Euro NCAP sur le FSD de Tesla : sophistiqué, mais dangereux et trompeur
JAKARTA - Les représentants d’Euro NCAP, un organisme d’évaluation de la sécurité des véhicules en Europe qui est l’une des références mondiales, ont lancé une critique acerbe de la technologie Full-Self Driving (FSD) de Tesla. Le système, qui a souvent été loué, est considéré comme potentiellement dangereux et ne reflète pas la pleine responsabilité du fabricant.
Le directeur technique d’Euro NCAP, Richard Schram, a déclaré dans une déclaration aux médias australiens et néo-zélandais que la technologie n’aurait probablement pas obtenu une note élevée si elle avait été testée selon les normes actuelles.
« (FSD Tesla) est impressionnant, mais il y a un grand danger, qui est de trop en faire dépendre. Ce que je veux voir de Tesla, c’est que « c’est vraiment une conduite autonome complète, et nous serons responsables de tout ce qui se passe pour toujours », a déclaré Schram, cité sur le site Drive, lundi 30 mars.
Pour donner une idée, FSD (supervisé) permet aux véhicules compatibles Tesla Model 3 et Tesla Model Y de faire face à diverses conditions de conduite complexes, des routes urbaines, en passant par les feux de signalisation, jusqu'au stationnement automatique. Cette capacité est soutenue par un système basé sur des caméras et un traitement des données à haute vitesse.
Cela dit, cette technologie est toujours dans un domaine gris sur le plan juridique dans de nombreux pays, y compris en Australie. Tesla elle-même affiche un avertissement pour que le conducteur reste en possession du volant, mais la règle n’est pas toujours appliquée de manière constante à moins que le système ne détecte un manque d’attention du conducteur.
En Europe, FSD n’a pas été largement commercialisé en raison des inquiétudes concernant la réglementation et les normes de sécurité plus strictes. Les conditions routières et les règles de circulation différentes dans chaque pays à une distance relativement proche constituent également un défi pour l’application de la technologie autonome.
Selon Schram, le principal problème réside dans la dénomination « Full-Self Driving » qui est considérée comme trompeuse. Il a insisté sur le fait que le système met toujours la responsabilité sur le conducteur, et non sur le véhicule.
« Si vous voulez appeler cela d’automatisation, allez-y, mais cela signifie que vous (les constructeurs automobiles) êtes responsables. En toute justice, et pas seulement pour Tesla, en général, personne n’est vraiment autonome, tout est un système d’aide. Les systèmes d’aide sophistiqués nécessitent également l’engagement du conducteur. Si c’est équilibré, c’est OK », a-t-il dit.

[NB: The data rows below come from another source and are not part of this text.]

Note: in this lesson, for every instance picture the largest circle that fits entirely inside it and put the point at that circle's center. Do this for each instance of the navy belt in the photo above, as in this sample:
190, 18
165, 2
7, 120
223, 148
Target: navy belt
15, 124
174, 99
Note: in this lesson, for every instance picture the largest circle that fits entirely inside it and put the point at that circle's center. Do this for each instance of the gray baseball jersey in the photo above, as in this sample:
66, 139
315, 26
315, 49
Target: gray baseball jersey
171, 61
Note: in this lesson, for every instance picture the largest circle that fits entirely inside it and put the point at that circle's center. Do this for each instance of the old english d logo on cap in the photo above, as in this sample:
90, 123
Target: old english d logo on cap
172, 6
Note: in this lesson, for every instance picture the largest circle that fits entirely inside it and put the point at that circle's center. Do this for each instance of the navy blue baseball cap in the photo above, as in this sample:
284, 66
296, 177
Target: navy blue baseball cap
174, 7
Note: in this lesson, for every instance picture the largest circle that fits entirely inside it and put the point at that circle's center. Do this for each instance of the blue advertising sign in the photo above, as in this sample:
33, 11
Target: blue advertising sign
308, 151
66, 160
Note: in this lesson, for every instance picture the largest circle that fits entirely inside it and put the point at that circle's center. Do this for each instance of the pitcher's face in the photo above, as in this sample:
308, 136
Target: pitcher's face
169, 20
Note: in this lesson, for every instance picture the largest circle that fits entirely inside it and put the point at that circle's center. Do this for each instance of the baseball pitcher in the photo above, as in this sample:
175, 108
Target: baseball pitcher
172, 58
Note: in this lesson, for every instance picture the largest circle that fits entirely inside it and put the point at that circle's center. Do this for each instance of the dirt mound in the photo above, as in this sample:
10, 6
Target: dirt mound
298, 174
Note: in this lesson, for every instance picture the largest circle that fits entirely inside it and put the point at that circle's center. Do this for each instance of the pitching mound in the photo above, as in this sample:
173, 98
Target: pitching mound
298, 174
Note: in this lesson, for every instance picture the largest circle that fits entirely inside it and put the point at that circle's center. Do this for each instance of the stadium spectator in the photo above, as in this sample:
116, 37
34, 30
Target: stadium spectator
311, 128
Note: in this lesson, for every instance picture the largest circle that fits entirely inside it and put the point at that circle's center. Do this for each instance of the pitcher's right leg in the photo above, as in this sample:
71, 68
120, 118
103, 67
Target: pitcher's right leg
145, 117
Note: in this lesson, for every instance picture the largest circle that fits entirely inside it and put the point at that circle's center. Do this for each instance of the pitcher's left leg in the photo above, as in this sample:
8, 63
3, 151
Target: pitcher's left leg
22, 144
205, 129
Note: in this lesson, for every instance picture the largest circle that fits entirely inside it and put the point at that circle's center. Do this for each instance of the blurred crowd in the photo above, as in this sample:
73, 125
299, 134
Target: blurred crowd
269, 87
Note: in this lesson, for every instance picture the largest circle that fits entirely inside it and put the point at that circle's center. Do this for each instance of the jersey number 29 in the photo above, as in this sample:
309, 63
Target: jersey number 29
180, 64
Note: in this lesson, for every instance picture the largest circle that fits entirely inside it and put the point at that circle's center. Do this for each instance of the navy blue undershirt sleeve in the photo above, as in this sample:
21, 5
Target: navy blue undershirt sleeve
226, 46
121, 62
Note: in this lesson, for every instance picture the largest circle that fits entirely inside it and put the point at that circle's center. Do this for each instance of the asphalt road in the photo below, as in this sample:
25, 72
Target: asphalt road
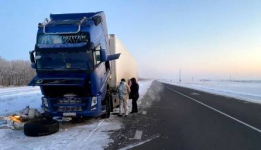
176, 118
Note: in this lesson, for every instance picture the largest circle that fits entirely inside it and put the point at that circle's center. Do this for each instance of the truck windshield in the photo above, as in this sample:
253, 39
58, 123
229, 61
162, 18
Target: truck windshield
65, 61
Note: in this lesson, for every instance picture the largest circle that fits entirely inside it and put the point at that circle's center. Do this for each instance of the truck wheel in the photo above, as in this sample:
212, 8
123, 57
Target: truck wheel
108, 109
41, 127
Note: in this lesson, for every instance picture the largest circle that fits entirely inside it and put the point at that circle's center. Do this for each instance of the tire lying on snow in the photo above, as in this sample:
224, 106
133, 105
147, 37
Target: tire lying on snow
41, 127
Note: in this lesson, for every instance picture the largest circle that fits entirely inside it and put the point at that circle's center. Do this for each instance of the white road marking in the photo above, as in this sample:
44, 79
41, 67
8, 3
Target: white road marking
139, 143
138, 135
235, 119
194, 93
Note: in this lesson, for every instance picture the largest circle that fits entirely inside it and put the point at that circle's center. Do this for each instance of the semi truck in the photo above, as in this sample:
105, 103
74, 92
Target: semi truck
79, 65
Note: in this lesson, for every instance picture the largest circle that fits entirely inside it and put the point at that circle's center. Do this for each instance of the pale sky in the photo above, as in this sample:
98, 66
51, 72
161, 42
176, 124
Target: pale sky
211, 39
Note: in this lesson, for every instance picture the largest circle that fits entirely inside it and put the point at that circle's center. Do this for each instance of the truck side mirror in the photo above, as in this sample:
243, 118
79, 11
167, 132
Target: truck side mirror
113, 57
31, 53
97, 20
103, 55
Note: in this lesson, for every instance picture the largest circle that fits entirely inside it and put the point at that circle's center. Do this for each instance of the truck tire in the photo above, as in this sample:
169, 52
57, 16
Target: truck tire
41, 127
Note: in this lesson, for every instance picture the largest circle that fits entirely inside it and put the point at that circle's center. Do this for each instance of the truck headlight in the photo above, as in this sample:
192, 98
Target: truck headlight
45, 103
94, 101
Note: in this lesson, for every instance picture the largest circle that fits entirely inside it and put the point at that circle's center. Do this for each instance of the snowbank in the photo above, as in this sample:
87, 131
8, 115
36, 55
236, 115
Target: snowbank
248, 91
17, 98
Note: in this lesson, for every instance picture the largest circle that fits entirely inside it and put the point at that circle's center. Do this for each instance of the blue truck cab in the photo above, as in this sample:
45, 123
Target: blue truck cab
72, 62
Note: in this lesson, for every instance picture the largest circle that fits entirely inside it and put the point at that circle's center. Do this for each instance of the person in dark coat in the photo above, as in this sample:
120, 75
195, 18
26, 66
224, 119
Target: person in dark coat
134, 95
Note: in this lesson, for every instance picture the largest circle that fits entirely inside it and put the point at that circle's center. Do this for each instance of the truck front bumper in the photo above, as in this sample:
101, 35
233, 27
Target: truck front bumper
84, 107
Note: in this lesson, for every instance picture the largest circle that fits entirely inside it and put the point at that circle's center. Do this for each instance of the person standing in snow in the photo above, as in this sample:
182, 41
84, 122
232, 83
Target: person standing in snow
124, 91
134, 95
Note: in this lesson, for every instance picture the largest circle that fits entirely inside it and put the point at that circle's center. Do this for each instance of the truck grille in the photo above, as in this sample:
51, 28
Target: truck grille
69, 104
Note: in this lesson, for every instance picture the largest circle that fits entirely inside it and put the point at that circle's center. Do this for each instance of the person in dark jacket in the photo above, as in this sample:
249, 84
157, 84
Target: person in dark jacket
134, 95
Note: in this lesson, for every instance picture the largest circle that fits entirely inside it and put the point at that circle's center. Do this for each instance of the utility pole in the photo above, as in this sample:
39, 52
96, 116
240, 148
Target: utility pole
179, 75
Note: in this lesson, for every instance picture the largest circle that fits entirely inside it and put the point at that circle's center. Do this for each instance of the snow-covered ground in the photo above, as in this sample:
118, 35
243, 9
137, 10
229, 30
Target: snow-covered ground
92, 134
248, 91
14, 99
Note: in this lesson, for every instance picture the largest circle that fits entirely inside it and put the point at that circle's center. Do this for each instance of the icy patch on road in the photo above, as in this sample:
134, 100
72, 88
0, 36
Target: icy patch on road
93, 135
248, 91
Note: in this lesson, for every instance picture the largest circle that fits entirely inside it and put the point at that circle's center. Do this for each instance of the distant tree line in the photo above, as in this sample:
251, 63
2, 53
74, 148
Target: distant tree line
15, 72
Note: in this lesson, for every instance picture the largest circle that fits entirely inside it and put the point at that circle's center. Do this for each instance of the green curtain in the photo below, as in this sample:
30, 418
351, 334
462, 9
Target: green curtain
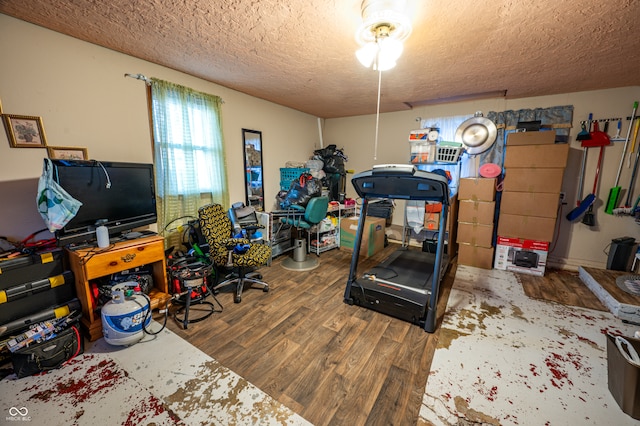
189, 155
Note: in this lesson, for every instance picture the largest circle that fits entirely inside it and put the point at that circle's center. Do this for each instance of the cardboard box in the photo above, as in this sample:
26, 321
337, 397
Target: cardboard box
477, 189
533, 180
480, 257
372, 235
535, 156
530, 203
476, 211
526, 227
521, 255
543, 137
475, 234
623, 377
432, 221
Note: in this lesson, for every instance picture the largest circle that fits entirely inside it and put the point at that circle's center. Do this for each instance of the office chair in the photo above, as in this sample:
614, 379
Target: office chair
225, 251
304, 218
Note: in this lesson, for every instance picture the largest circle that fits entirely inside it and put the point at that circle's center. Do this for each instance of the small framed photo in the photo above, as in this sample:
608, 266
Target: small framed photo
25, 131
67, 153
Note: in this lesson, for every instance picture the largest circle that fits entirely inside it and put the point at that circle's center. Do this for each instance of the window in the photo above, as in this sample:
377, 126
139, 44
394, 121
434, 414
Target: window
189, 154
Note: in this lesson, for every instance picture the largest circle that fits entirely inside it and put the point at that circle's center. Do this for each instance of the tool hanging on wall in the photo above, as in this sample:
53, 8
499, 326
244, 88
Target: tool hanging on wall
614, 193
600, 139
633, 178
585, 134
582, 204
617, 137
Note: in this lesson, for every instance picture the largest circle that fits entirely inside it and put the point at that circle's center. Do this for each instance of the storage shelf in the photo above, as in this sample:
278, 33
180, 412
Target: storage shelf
338, 211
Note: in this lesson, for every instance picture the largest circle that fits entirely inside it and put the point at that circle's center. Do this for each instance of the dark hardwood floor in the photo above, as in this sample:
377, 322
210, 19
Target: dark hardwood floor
332, 363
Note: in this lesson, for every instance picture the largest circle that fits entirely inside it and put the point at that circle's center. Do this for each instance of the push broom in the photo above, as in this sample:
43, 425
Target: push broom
614, 193
586, 138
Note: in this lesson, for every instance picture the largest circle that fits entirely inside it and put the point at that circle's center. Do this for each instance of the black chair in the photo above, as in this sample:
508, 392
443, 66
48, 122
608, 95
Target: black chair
226, 251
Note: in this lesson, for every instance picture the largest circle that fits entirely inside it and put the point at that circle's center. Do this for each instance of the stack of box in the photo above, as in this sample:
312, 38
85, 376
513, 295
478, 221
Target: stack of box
475, 222
534, 166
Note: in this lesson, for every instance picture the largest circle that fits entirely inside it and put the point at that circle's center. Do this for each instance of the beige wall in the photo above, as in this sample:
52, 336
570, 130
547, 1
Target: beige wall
577, 244
81, 93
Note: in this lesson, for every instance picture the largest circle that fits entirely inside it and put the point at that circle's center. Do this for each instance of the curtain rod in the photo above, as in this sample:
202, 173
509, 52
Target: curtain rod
146, 80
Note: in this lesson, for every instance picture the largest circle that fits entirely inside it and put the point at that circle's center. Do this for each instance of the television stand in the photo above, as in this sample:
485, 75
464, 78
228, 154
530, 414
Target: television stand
137, 234
91, 263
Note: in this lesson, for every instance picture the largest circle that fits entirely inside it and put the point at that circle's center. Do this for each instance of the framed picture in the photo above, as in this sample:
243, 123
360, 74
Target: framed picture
67, 153
25, 131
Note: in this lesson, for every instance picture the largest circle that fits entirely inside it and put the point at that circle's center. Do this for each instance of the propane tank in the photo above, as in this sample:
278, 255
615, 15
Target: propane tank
124, 314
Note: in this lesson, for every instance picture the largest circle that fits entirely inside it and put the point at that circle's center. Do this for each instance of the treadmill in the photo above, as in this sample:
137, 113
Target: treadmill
407, 283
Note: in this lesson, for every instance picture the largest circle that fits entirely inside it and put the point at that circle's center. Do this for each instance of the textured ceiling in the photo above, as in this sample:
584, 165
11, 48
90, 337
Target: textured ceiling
300, 53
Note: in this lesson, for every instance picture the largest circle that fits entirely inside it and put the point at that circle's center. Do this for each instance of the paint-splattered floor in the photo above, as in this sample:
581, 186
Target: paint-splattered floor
161, 381
503, 358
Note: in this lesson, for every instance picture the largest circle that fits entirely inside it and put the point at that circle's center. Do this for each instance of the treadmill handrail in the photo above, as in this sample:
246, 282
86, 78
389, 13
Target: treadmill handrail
401, 183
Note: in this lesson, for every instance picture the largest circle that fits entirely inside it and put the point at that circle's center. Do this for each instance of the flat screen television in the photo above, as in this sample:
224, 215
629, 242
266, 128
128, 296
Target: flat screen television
122, 194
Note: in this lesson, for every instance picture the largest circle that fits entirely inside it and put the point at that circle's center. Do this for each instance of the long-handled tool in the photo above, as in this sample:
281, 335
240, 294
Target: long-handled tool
600, 139
597, 138
588, 218
633, 178
614, 193
583, 136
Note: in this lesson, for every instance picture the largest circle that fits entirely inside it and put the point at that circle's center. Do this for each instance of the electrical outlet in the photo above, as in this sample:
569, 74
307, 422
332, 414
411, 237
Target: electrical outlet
563, 199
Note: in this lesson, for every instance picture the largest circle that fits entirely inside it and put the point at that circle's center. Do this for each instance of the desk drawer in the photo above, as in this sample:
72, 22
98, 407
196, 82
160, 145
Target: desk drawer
118, 260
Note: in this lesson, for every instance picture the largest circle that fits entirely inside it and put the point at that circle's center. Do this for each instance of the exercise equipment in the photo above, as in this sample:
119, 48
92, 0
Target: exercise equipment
407, 283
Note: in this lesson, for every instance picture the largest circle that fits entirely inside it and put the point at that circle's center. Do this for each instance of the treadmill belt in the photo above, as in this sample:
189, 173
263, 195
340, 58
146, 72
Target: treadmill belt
407, 267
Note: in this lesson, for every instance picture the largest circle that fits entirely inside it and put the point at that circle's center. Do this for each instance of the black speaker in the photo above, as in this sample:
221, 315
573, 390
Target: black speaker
621, 253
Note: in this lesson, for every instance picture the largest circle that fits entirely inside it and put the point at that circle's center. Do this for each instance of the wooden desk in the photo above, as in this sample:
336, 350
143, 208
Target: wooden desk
92, 263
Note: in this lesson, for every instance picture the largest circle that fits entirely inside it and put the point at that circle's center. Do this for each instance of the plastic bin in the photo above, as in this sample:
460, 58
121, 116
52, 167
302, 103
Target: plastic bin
288, 175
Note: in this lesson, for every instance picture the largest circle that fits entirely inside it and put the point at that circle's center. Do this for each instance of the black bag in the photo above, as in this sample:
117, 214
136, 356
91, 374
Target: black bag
301, 191
48, 355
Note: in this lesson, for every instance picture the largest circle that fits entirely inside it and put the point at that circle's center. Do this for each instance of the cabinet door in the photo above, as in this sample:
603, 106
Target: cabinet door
123, 258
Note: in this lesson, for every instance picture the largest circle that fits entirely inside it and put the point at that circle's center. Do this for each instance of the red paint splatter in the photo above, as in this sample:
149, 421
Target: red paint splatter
589, 341
533, 370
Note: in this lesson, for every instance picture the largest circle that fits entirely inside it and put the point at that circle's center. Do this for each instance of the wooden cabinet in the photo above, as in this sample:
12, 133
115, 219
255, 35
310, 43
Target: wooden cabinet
92, 263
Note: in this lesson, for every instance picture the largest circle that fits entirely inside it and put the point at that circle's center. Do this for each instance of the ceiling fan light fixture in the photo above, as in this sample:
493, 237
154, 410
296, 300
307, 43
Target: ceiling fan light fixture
381, 34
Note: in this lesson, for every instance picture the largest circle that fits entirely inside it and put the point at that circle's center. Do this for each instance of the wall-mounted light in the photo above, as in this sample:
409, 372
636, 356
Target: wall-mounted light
381, 34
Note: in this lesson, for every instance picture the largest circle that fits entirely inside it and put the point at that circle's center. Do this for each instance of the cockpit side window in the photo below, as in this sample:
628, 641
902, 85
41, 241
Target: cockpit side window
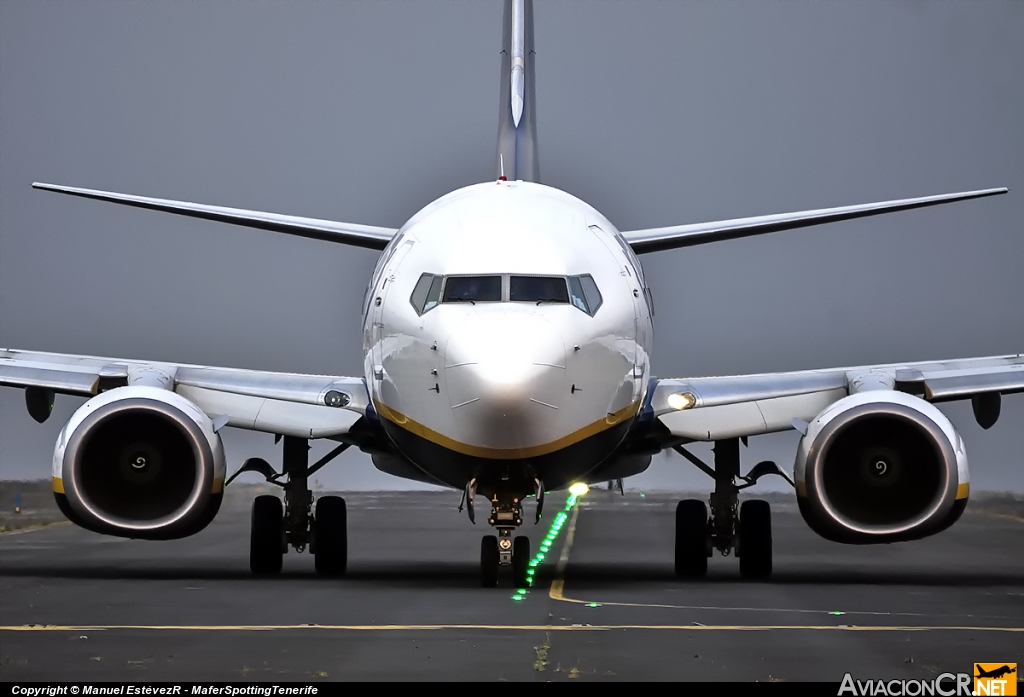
427, 293
472, 290
538, 290
585, 294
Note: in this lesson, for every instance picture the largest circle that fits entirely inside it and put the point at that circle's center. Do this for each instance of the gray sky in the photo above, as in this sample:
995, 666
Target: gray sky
655, 113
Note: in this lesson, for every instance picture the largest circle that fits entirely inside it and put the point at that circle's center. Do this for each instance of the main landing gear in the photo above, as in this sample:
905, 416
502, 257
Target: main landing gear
503, 549
743, 529
276, 525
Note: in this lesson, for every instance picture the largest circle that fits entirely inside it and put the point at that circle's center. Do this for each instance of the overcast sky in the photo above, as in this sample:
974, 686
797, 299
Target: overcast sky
654, 113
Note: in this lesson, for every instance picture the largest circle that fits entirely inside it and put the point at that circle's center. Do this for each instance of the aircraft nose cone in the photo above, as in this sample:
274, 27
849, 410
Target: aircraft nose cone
505, 377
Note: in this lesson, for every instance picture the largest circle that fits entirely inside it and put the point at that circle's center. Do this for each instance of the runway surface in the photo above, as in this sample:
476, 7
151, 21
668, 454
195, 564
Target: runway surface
605, 604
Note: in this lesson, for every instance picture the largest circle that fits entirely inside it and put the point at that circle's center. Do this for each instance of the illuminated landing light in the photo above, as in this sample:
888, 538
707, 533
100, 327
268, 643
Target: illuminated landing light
682, 400
549, 539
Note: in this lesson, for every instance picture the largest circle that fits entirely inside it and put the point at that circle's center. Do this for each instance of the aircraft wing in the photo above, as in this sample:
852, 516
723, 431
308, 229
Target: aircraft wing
658, 238
328, 230
731, 406
286, 403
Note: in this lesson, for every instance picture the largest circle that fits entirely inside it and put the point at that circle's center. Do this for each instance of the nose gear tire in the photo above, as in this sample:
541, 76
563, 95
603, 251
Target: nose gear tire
266, 536
691, 538
755, 539
488, 561
331, 536
520, 562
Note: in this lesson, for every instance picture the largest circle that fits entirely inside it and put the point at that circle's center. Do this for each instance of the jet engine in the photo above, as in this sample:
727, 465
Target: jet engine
139, 462
881, 466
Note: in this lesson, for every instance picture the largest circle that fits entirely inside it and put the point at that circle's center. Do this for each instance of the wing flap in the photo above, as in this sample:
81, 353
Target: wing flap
328, 230
658, 238
729, 406
289, 403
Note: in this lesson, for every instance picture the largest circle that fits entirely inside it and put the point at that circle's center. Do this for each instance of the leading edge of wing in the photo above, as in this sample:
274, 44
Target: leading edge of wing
328, 230
658, 238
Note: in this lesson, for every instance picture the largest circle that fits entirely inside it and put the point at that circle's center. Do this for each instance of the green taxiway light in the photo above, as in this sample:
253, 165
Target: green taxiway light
549, 539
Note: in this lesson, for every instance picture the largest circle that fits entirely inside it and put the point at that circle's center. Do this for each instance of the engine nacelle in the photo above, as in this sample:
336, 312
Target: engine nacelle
139, 462
881, 467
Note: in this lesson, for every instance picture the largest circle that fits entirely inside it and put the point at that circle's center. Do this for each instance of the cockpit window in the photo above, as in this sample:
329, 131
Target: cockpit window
427, 293
472, 290
585, 294
538, 290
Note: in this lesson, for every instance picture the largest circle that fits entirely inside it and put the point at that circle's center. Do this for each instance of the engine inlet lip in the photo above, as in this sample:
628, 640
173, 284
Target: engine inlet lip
197, 440
939, 506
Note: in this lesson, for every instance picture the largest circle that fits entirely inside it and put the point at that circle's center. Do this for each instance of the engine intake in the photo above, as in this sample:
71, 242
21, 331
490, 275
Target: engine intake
881, 467
139, 462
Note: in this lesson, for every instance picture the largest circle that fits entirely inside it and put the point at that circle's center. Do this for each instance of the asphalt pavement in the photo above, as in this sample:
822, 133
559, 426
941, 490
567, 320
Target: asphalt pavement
605, 604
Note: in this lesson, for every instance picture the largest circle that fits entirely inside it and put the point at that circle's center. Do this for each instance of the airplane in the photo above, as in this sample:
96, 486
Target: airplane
507, 337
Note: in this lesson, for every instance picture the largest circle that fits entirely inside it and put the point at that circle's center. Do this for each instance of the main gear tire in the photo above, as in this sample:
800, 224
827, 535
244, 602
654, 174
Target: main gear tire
266, 540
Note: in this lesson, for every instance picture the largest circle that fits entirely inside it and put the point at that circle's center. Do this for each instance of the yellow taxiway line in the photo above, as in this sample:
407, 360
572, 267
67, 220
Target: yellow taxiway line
497, 627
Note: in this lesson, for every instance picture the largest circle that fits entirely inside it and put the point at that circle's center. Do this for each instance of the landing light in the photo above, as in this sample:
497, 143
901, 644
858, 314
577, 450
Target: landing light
579, 489
682, 400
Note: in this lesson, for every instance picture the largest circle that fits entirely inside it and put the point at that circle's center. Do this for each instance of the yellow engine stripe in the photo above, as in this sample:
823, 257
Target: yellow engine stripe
426, 433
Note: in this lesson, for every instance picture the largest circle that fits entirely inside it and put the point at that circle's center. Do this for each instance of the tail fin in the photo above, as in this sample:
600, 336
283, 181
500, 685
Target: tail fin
517, 114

Dans le futur, l’interaction entre le conducteur et le système de sécurité active sera le nouveau centre d’intérêt dans l’évaluation Euro NCAP, y compris par ANCAP. À partir de 2026, les essais comprendront la résistance des systèmes de surveillance du conducteur, en particulier en ce qui concerne l’exactitude et la capacité de suivi.
En attendant, pour les règles prévues pour entrer en vigueur en 2029, l’institut est en train de concevoir une méthode d’essai plus sophistiquée pour évaluer la «́intelligencé» des systèmes de surveillance. Les systèmes de sécurité actifs ne pourront prendre d’action que s’ils détectent vraiment que le conducteur n’est pas conscient du potentiel de danger.
Euro NCAP estime que si le système donne une alerte uniquement parce que le conducteur tourne la tête ou change de station radio, alors qu'il est toujours conscient de la situation, la technologie n'est pas considérée comme appliquée de manière optimale. Les règles pour 2029 sont encore en phase de développement et impliqueront les commentaires de divers constructeurs automobiles avant leur entrée en vigueur officielle.